Molto belle (ride, ndr). Io credo che negli scorsi anni mi sono concentrato un po’ troppo sulla fase difensiva, ed è magari anche per questo che nella passata stagione offensivamente non è andata come avrei voluto. Adesso, invece, pur non dimenticando il lavoro in retrovia, che credo ormai di aver fatto mio, mi sto concentrando sugli aspetti offensivi.
Da questo punto di vista, giocare all’ala non può che averti giovato.
Senz’altro, perché in quel ruolo hai meno responsabilità difensive, quindi ti puoi dedicare maggiormente ad attaccare. Tuttavia, io in quel ruolo non mi sono snaturato, piuttosto direi di essermi adattato: non ho certo dimenticato la mia attitudine al lavoro difensivo.
Quindi non si è trattato di un tentativo di riconversione?
Ne avevo discusso con il coach Daniel Renaud e il general manager dei Cataractes, Martin Mondou: entrambi mi hanno fatto capire che per la mia crescita, pensando all’entrata nel mondo professionistico, sarebbe stato un bene provare anche all’ala. Infatti, nel lineup di centri ce ne sono soltanto quattro, mentre invece le ali sono il doppio...
Se il Lugano è venuto a cercarti fino in Québec, però, v’è da credere che non sarà per piazzarti all’ala... Avete già discusso di quale sarà il tuo ruolo?
No, non nei dettagli. In ogni caso, con Luca, che conosco ormai da quando ero in età Novizi, ho già potuto parlarne, e lui la pensa esattamente come me: cioè mi vede bene nel mio ruolo classico, ma ci sono alcune posizioni all’ala in cui potrei ritagliarmi il mio spazio.
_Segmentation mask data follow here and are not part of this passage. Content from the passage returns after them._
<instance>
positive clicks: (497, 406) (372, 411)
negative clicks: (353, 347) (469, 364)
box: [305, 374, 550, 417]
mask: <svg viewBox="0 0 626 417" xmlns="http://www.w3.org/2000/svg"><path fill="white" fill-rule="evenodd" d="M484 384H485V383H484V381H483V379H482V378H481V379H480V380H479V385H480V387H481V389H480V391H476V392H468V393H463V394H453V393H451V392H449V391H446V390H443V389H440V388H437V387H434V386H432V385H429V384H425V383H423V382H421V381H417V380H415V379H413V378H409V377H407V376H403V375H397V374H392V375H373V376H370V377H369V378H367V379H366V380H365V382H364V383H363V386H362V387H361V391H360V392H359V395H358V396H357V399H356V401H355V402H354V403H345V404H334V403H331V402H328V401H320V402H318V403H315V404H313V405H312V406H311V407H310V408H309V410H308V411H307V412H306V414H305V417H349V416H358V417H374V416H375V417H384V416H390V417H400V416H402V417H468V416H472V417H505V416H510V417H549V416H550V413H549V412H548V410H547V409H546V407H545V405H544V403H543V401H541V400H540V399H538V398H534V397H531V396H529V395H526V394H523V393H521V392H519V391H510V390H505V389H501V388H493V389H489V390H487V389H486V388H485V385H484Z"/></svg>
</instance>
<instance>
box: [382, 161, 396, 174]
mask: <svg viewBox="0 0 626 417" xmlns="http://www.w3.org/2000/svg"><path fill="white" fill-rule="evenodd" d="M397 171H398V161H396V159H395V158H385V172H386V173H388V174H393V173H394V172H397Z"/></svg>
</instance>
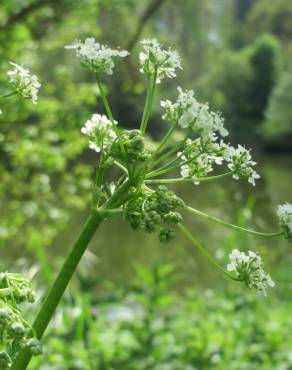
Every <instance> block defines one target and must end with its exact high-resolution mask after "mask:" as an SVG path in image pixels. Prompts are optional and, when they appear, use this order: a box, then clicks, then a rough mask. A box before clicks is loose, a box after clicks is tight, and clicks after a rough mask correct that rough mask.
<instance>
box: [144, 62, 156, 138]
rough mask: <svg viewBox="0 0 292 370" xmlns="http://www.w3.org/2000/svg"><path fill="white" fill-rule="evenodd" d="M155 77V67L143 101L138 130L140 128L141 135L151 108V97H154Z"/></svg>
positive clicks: (148, 119)
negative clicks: (145, 99)
mask: <svg viewBox="0 0 292 370" xmlns="http://www.w3.org/2000/svg"><path fill="white" fill-rule="evenodd" d="M156 78H157V69H155V72H154V75H153V76H151V78H150V80H149V86H148V89H147V96H146V102H145V106H144V111H143V116H142V120H141V125H140V130H141V133H142V135H145V132H146V128H147V124H148V121H149V117H150V113H151V109H152V104H153V99H154V94H155V87H156Z"/></svg>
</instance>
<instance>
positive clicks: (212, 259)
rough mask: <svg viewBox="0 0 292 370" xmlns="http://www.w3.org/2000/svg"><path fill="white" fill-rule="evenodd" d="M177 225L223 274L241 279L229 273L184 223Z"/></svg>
mask: <svg viewBox="0 0 292 370" xmlns="http://www.w3.org/2000/svg"><path fill="white" fill-rule="evenodd" d="M177 227H178V228H179V229H180V231H181V232H182V233H183V234H184V236H186V237H187V238H188V239H189V240H190V241H191V242H192V244H193V245H194V246H195V247H196V248H197V249H198V250H199V251H200V252H201V253H202V254H203V255H204V256H205V257H206V258H207V259H208V261H209V262H211V263H212V265H213V266H215V267H216V268H217V269H218V270H219V271H221V272H223V274H224V275H225V276H226V277H228V278H229V279H231V280H234V281H240V280H239V279H237V278H236V277H234V276H233V275H231V274H229V272H228V271H226V270H225V269H224V268H223V267H222V266H221V265H220V264H219V263H218V262H217V261H216V260H215V259H214V258H213V257H212V256H211V255H210V254H209V253H208V252H207V251H206V249H205V248H204V247H203V246H202V245H201V244H200V243H199V242H198V240H197V239H196V238H195V237H194V236H193V235H192V234H191V233H190V232H189V230H188V229H187V228H186V227H184V226H183V225H182V224H178V225H177Z"/></svg>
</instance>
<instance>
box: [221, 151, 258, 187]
mask: <svg viewBox="0 0 292 370" xmlns="http://www.w3.org/2000/svg"><path fill="white" fill-rule="evenodd" d="M225 159H226V161H227V162H228V168H229V169H230V170H231V171H233V175H232V176H233V178H234V179H236V180H238V179H239V178H243V177H247V178H248V182H249V183H251V184H252V185H253V186H254V185H255V180H256V179H258V178H260V175H259V174H258V173H257V172H256V171H255V170H254V169H253V167H254V166H255V165H256V162H254V161H253V160H252V158H251V155H250V151H249V150H247V149H245V148H244V147H243V146H241V145H238V148H237V149H235V148H233V147H232V146H228V147H227V148H226V151H225Z"/></svg>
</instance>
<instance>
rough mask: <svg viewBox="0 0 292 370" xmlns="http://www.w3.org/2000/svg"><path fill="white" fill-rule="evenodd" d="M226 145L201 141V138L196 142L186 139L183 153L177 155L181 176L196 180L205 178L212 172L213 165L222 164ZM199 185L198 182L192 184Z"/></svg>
mask: <svg viewBox="0 0 292 370" xmlns="http://www.w3.org/2000/svg"><path fill="white" fill-rule="evenodd" d="M225 148H226V144H224V143H223V141H221V142H220V143H216V142H213V141H212V140H209V141H207V142H205V141H203V140H202V139H201V138H198V139H196V140H193V141H192V140H191V139H188V140H187V141H186V144H185V147H184V150H183V152H181V153H178V156H179V158H180V159H181V176H182V177H184V178H193V179H197V178H200V177H205V176H207V175H208V173H209V172H212V171H213V165H214V164H215V165H222V164H223V153H224V151H225ZM194 183H195V184H199V182H198V181H195V182H194Z"/></svg>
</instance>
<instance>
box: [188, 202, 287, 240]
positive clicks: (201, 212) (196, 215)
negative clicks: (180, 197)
mask: <svg viewBox="0 0 292 370" xmlns="http://www.w3.org/2000/svg"><path fill="white" fill-rule="evenodd" d="M185 209H186V210H187V211H189V212H190V213H192V214H193V215H196V216H200V217H203V218H205V219H207V220H210V221H212V222H215V223H217V224H219V225H223V226H226V227H228V228H229V229H233V230H236V231H241V232H244V233H248V234H251V235H257V236H265V237H275V236H280V235H282V234H283V233H284V231H278V232H274V233H264V232H260V231H255V230H250V229H246V228H244V227H241V226H238V225H233V224H230V223H229V222H227V221H224V220H221V219H220V218H217V217H215V216H211V215H208V214H207V213H204V212H202V211H199V210H198V209H195V208H192V207H190V206H186V207H185Z"/></svg>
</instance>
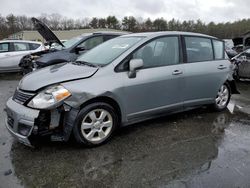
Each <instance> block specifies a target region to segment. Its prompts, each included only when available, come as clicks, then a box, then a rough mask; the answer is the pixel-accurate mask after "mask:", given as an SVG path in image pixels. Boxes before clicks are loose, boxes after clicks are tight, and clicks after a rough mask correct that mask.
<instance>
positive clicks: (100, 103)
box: [73, 102, 118, 146]
mask: <svg viewBox="0 0 250 188" xmlns="http://www.w3.org/2000/svg"><path fill="white" fill-rule="evenodd" d="M117 126H118V116H117V114H116V113H115V110H114V108H113V107H112V106H110V105H109V104H107V103H103V102H96V103H92V104H89V105H87V106H86V107H84V108H83V109H82V110H81V111H80V112H79V114H78V115H77V118H76V123H75V126H74V128H73V133H74V136H75V138H76V140H77V142H79V143H80V144H83V145H87V146H98V145H101V144H103V143H105V142H107V141H108V140H109V139H110V138H111V136H112V135H113V133H114V131H115V129H116V127H117Z"/></svg>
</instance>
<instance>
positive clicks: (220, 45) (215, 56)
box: [213, 40, 224, 60]
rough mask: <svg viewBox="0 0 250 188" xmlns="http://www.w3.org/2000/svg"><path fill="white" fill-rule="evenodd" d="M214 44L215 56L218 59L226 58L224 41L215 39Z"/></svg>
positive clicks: (214, 51)
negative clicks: (224, 45)
mask: <svg viewBox="0 0 250 188" xmlns="http://www.w3.org/2000/svg"><path fill="white" fill-rule="evenodd" d="M213 45H214V58H215V59H216V60H218V59H224V43H223V42H222V41H219V40H213Z"/></svg>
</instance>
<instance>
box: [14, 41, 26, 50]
mask: <svg viewBox="0 0 250 188" xmlns="http://www.w3.org/2000/svg"><path fill="white" fill-rule="evenodd" d="M26 50H30V48H29V44H28V43H24V42H14V51H26Z"/></svg>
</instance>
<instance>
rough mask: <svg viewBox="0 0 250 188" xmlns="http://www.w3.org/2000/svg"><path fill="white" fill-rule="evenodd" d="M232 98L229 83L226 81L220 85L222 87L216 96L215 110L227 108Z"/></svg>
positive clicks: (214, 105)
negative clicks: (225, 82)
mask: <svg viewBox="0 0 250 188" xmlns="http://www.w3.org/2000/svg"><path fill="white" fill-rule="evenodd" d="M230 98H231V89H230V86H229V85H228V84H227V83H224V84H223V85H222V86H221V87H220V89H219V91H218V93H217V95H216V97H215V101H214V104H213V110H214V111H217V112H220V111H223V110H225V109H226V108H227V105H228V103H229V101H230Z"/></svg>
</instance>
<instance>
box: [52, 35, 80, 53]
mask: <svg viewBox="0 0 250 188" xmlns="http://www.w3.org/2000/svg"><path fill="white" fill-rule="evenodd" d="M82 38H83V36H78V37H74V38H72V39H69V40H67V41H66V42H64V43H63V45H64V47H62V46H61V45H58V46H56V47H55V49H57V50H61V49H66V48H70V47H71V46H73V45H75V44H76V43H77V42H78V41H80V40H81V39H82Z"/></svg>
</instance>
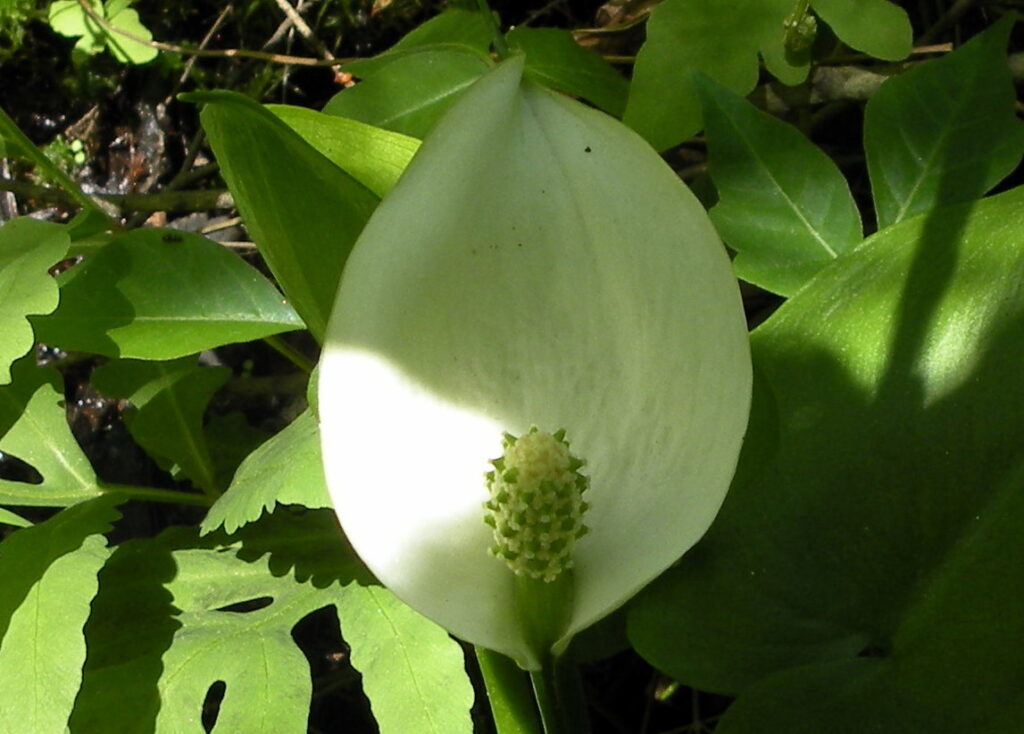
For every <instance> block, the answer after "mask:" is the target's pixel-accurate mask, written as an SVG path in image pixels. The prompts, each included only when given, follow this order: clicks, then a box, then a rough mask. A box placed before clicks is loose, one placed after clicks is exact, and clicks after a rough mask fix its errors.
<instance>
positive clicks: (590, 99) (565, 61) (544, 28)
mask: <svg viewBox="0 0 1024 734" xmlns="http://www.w3.org/2000/svg"><path fill="white" fill-rule="evenodd" d="M507 40H508V44H509V48H512V49H516V50H519V51H522V52H523V53H525V54H526V61H525V63H526V66H525V71H524V74H525V76H526V77H527V78H530V79H534V80H535V81H538V82H540V83H541V84H544V85H545V86H548V87H551V88H552V89H557V90H558V91H561V92H565V93H567V94H574V95H575V96H579V97H583V98H584V99H587V100H588V101H591V102H593V103H594V104H595V105H597V106H598V107H600V109H601V110H603V111H604V112H606V113H608V114H609V115H613V116H615V117H622V115H623V111H624V110H625V109H626V97H627V95H628V93H629V82H627V81H626V78H625V77H623V76H622V75H621V74H620V73H618V72H616V71H615V70H614V69H613V68H612V67H611V66H610V64H609V63H608V62H607V61H605V60H604V59H603V58H602V57H601V56H600V54H598V53H595V52H594V51H591V50H590V49H587V48H584V47H583V46H581V45H580V44H579V43H577V42H575V39H574V38H573V37H572V34H571V33H569V32H568V31H563V30H560V29H555V28H527V27H525V26H521V27H519V28H515V29H513V30H512V31H510V32H509V34H508V36H507Z"/></svg>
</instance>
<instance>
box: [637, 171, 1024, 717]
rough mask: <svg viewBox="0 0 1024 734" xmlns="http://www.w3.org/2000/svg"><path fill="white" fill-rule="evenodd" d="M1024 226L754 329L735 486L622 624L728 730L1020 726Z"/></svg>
mask: <svg viewBox="0 0 1024 734" xmlns="http://www.w3.org/2000/svg"><path fill="white" fill-rule="evenodd" d="M952 175H955V174H952ZM1022 210H1024V187H1018V188H1016V189H1013V190H1012V191H1009V192H1007V193H1004V195H1000V196H998V197H994V198H991V199H985V200H981V201H980V202H973V203H970V204H966V205H958V206H955V207H949V208H945V209H939V210H935V211H934V212H932V213H931V214H930V215H928V216H923V217H918V218H914V219H910V220H906V221H904V222H902V223H900V224H898V225H895V226H893V227H890V228H888V229H886V230H884V231H882V232H880V233H879V234H877V235H874V236H873V238H871V239H870V240H868V241H867V242H866V243H865V244H864V245H863V246H862V247H860V248H858V249H857V250H855V251H854V252H852V253H850V254H848V255H846V256H845V257H844V258H842V259H840V260H838V261H837V262H836V263H834V264H833V265H830V266H829V267H826V268H825V269H823V270H822V271H821V272H819V273H818V274H817V276H816V277H815V278H814V280H813V282H811V283H810V284H809V285H808V286H807V287H806V288H805V289H804V290H802V291H801V292H800V293H799V294H797V296H795V297H794V298H793V299H791V300H790V301H788V302H787V303H786V304H784V305H783V306H782V307H781V308H780V309H779V310H778V311H777V312H776V313H775V314H774V315H773V316H772V317H771V318H770V319H769V320H768V321H767V322H766V323H765V325H764V326H762V327H761V328H760V329H758V330H757V331H756V332H755V334H754V336H753V340H752V341H753V349H754V357H755V365H756V370H757V371H758V374H759V378H760V379H759V381H758V382H757V383H756V385H755V403H754V411H753V417H752V422H751V427H750V430H749V432H748V437H746V442H745V443H744V446H743V452H742V456H741V459H740V465H739V468H738V470H737V474H736V478H735V481H734V483H733V487H732V489H731V491H730V493H729V495H728V496H727V499H726V502H725V505H724V507H723V509H722V512H721V513H720V515H719V518H718V520H717V521H716V523H715V525H713V526H712V529H711V530H710V531H709V533H708V535H707V536H706V538H705V539H703V541H701V543H700V544H699V545H698V547H697V548H696V549H694V551H693V552H692V553H691V554H689V555H687V556H686V557H684V558H683V559H682V561H681V563H680V565H679V566H677V567H676V568H675V569H673V570H672V571H670V572H669V573H668V574H667V575H666V576H664V577H663V579H662V580H659V581H658V582H657V584H655V585H654V586H653V587H652V588H651V589H650V590H649V593H647V594H645V595H644V596H643V597H642V599H641V600H639V601H638V602H637V603H636V605H635V608H634V610H633V613H632V614H631V618H630V636H631V639H632V640H633V642H634V644H635V646H636V647H637V649H638V650H639V651H640V652H641V653H642V654H643V655H644V656H645V657H647V658H648V659H649V660H651V661H652V662H653V663H654V664H655V665H657V666H658V667H659V668H660V670H664V671H666V672H667V673H669V674H670V675H672V676H674V677H676V678H678V679H679V680H681V681H684V682H686V683H688V684H691V685H694V686H696V687H699V688H701V689H703V690H713V691H729V692H737V691H738V692H740V698H739V700H738V701H737V703H736V704H735V706H734V713H733V711H730V713H729V714H727V715H726V716H725V718H724V719H723V720H722V722H721V724H720V726H719V729H718V730H717V731H721V732H722V733H723V734H727V733H729V732H749V731H758V732H764V734H774V733H776V732H778V733H782V732H785V734H810V733H811V732H821V731H828V732H840V733H841V734H846V733H847V732H849V733H851V734H852V733H853V732H865V731H885V732H902V731H906V732H911V731H912V732H930V733H933V734H946V733H949V734H952V733H953V732H962V731H984V732H1007V733H1009V732H1012V731H1013V730H1014V727H1015V726H1017V724H1012V722H1017V723H1019V721H1020V717H1021V715H1022V713H1024V711H1022V709H1021V698H1020V691H1021V687H1022V685H1024V679H1022V674H1021V665H1020V660H1021V655H1022V654H1024V649H1022V645H1021V640H1024V586H1022V585H1021V582H1020V579H1021V578H1024V535H1022V534H1021V533H1020V531H1019V527H1018V526H1019V522H1018V521H1017V518H1019V517H1020V514H1021V512H1024V445H1022V444H1021V442H1020V440H1019V436H1020V435H1022V434H1024V392H1022V391H1020V390H1018V389H1016V388H1015V386H1016V385H1018V384H1019V381H1020V364H1021V363H1022V360H1024V291H1022V290H1021V288H1020V284H1021V282H1022V278H1024V219H1022V218H1021V216H1020V212H1021V211H1022ZM966 682H969V683H966ZM965 685H968V686H969V688H968V689H965ZM965 690H969V691H970V695H965Z"/></svg>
Nell’attesa, un tuo spazio te lo sei ritagliato al centro del ‘Team of the week’, ovvero la squadra tipo della settimana – di quest’ultima settimana – della Québec major junior hockey league: simili ‘nomination’ aiutano più sul piano della visibilità oppure dell’orgoglio?
Direi che servono da stimolo (ride, ndr), eccome se servono. Ma già il solo fatto di sapere di giocare con, e contro, ragazzi tanto forti è per me motivo di fierezza. Ciò ti spinge non solo a dare sempre di più, ma pure a cercare di ritrovare quelle stesse sensazioni nelle prossime partite.
A proposito di ragazzi: tornando a Lugano, riesci a quantificare l’entità di quel salto, dalle cosiddette ‘minors’ alla National League?
Mi aspetto che ci sia una bella differenza sul piano fisico. Ma direi pure a livello di velocità. È vero che anche qui la velocità è molto alta, ma in Svizzera si gioca su piste più grandi, quindi gli spazi sono maggiori. Credo che saranno quelle le cose a cui mi dovrò adattare maggiormente.